The RAN digital study visit to Canada (23-24 November) brought together 35 European and Canadian practitioners working in local authorities, law enforcement and security agencies, prison and probation services, and social work. The aim of this study visit was to explore and exchange challenges and lessons learned in the field of preventing and countering violent extremism (P/CVE). A particular focus was on understanding the P/CVE landscape in Canada and on discussing instruments and tools to divert and/or disengage individuals from violent extremism in the Canadian context. The highlights of the discussions and recommendations are listed in this conclusion paper, with amongst others:
- Practitioners from Canada and the EU could benefit from more in-depth exchange on relevant P/CVE phenomena, such as the Incel movement, (returning) foreign terrorist fighters and violent right-wing extremist movements. More context on these topics is briefly outlined in the first section of this paper. The second section dives deeper into the following outcomes.

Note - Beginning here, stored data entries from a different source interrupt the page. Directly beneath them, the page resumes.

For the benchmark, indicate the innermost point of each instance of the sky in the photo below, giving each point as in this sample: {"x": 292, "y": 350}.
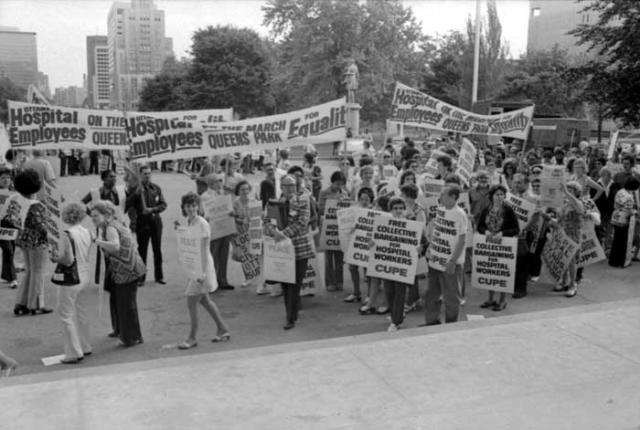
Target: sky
{"x": 62, "y": 25}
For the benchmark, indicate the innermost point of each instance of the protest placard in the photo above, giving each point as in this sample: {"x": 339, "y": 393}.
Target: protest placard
{"x": 190, "y": 252}
{"x": 493, "y": 263}
{"x": 36, "y": 126}
{"x": 591, "y": 251}
{"x": 346, "y": 218}
{"x": 443, "y": 240}
{"x": 255, "y": 227}
{"x": 523, "y": 209}
{"x": 329, "y": 233}
{"x": 53, "y": 221}
{"x": 279, "y": 260}
{"x": 394, "y": 255}
{"x": 558, "y": 252}
{"x": 416, "y": 109}
{"x": 551, "y": 186}
{"x": 466, "y": 161}
{"x": 358, "y": 249}
{"x": 217, "y": 210}
{"x": 158, "y": 139}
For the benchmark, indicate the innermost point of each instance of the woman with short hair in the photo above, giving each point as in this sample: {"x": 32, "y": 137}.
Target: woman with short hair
{"x": 125, "y": 269}
{"x": 72, "y": 299}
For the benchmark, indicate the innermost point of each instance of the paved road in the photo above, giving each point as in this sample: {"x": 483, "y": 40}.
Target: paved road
{"x": 254, "y": 320}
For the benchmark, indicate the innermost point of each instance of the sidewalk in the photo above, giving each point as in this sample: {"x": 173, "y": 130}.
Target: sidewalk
{"x": 572, "y": 368}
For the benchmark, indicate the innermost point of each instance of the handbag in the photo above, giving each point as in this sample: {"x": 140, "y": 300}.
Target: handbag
{"x": 67, "y": 275}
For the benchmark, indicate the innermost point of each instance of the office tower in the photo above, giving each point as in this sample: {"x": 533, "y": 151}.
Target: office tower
{"x": 18, "y": 56}
{"x": 98, "y": 78}
{"x": 137, "y": 49}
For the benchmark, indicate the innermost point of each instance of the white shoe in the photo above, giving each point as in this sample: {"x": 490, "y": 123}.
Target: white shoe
{"x": 262, "y": 290}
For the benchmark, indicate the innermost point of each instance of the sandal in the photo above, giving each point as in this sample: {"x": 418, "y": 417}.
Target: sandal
{"x": 225, "y": 337}
{"x": 187, "y": 345}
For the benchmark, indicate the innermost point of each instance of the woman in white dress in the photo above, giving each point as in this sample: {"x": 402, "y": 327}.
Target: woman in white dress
{"x": 198, "y": 289}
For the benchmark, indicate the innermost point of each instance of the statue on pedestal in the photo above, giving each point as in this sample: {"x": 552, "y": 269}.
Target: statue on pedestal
{"x": 350, "y": 81}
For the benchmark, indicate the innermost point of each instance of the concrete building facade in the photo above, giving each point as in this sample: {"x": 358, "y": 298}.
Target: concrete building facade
{"x": 18, "y": 56}
{"x": 137, "y": 49}
{"x": 98, "y": 77}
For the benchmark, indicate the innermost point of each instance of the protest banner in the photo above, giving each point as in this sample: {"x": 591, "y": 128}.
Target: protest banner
{"x": 431, "y": 168}
{"x": 466, "y": 161}
{"x": 346, "y": 222}
{"x": 329, "y": 233}
{"x": 255, "y": 227}
{"x": 493, "y": 263}
{"x": 279, "y": 261}
{"x": 190, "y": 252}
{"x": 35, "y": 126}
{"x": 591, "y": 251}
{"x": 8, "y": 233}
{"x": 523, "y": 209}
{"x": 158, "y": 139}
{"x": 53, "y": 221}
{"x": 358, "y": 249}
{"x": 394, "y": 255}
{"x": 551, "y": 186}
{"x": 631, "y": 249}
{"x": 558, "y": 252}
{"x": 217, "y": 210}
{"x": 443, "y": 240}
{"x": 416, "y": 109}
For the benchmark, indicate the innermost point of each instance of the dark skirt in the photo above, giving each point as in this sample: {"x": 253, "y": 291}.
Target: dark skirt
{"x": 127, "y": 312}
{"x": 618, "y": 246}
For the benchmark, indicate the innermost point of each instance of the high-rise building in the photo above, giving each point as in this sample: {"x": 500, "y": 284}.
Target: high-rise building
{"x": 18, "y": 56}
{"x": 137, "y": 49}
{"x": 98, "y": 78}
{"x": 550, "y": 21}
{"x": 70, "y": 96}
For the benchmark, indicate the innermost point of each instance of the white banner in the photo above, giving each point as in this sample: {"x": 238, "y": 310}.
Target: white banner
{"x": 157, "y": 139}
{"x": 466, "y": 161}
{"x": 416, "y": 109}
{"x": 358, "y": 249}
{"x": 494, "y": 263}
{"x": 190, "y": 252}
{"x": 394, "y": 255}
{"x": 35, "y": 126}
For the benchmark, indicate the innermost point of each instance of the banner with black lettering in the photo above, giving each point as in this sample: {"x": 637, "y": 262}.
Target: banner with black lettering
{"x": 358, "y": 249}
{"x": 416, "y": 109}
{"x": 329, "y": 233}
{"x": 493, "y": 263}
{"x": 35, "y": 126}
{"x": 394, "y": 255}
{"x": 591, "y": 251}
{"x": 523, "y": 209}
{"x": 558, "y": 252}
{"x": 466, "y": 161}
{"x": 158, "y": 139}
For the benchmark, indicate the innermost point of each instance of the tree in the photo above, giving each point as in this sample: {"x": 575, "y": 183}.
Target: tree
{"x": 318, "y": 38}
{"x": 449, "y": 75}
{"x": 615, "y": 39}
{"x": 9, "y": 91}
{"x": 230, "y": 67}
{"x": 547, "y": 79}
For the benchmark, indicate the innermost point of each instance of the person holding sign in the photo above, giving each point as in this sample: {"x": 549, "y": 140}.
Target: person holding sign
{"x": 296, "y": 229}
{"x": 30, "y": 216}
{"x": 496, "y": 221}
{"x": 333, "y": 266}
{"x": 446, "y": 258}
{"x": 198, "y": 289}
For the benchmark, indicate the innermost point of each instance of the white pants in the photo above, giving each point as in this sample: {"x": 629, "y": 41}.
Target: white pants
{"x": 72, "y": 309}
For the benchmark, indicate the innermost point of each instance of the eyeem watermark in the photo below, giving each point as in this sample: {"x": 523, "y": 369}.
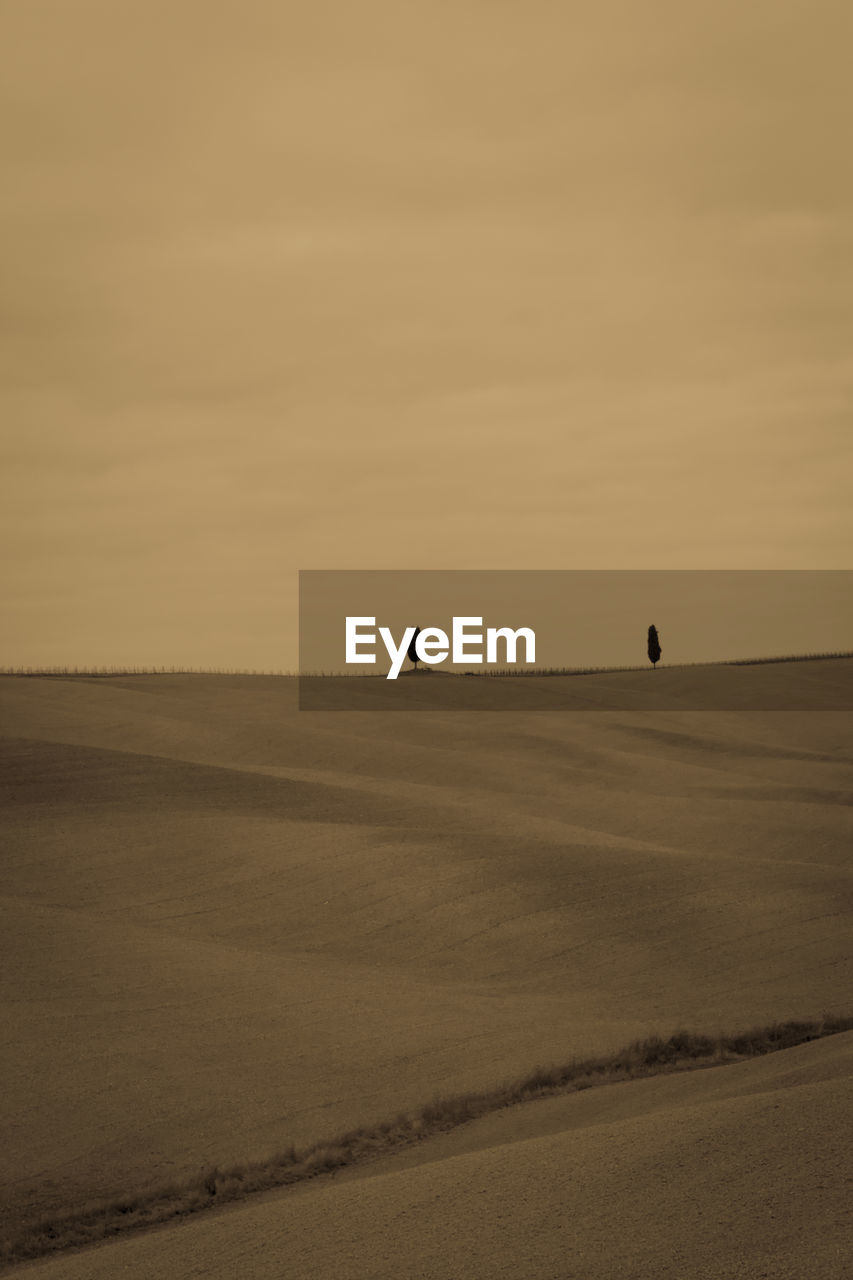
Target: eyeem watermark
{"x": 433, "y": 645}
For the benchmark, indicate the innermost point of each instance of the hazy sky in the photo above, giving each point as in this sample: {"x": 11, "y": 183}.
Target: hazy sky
{"x": 379, "y": 284}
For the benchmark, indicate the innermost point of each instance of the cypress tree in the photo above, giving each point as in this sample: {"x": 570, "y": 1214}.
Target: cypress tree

- Practice in both Canada and the EU shows that multi-agency working versus working in silos remains a complex issue. Trust between all stakeholders needs to be established in order for them to create reliable communication channels and procedures to tailor interventions to a case with all relevant information.
- Case assessment tools and “simulation exercises” between law enforcement actors and psychosocial/community sectors can:
- help to create a holistic picture of a (radicalised) individual;
- create a mutual understanding;
- help to separate assumptions from facts; and
- do justice to the non-linear, complex and rapidly evolving situations that practitioners work in.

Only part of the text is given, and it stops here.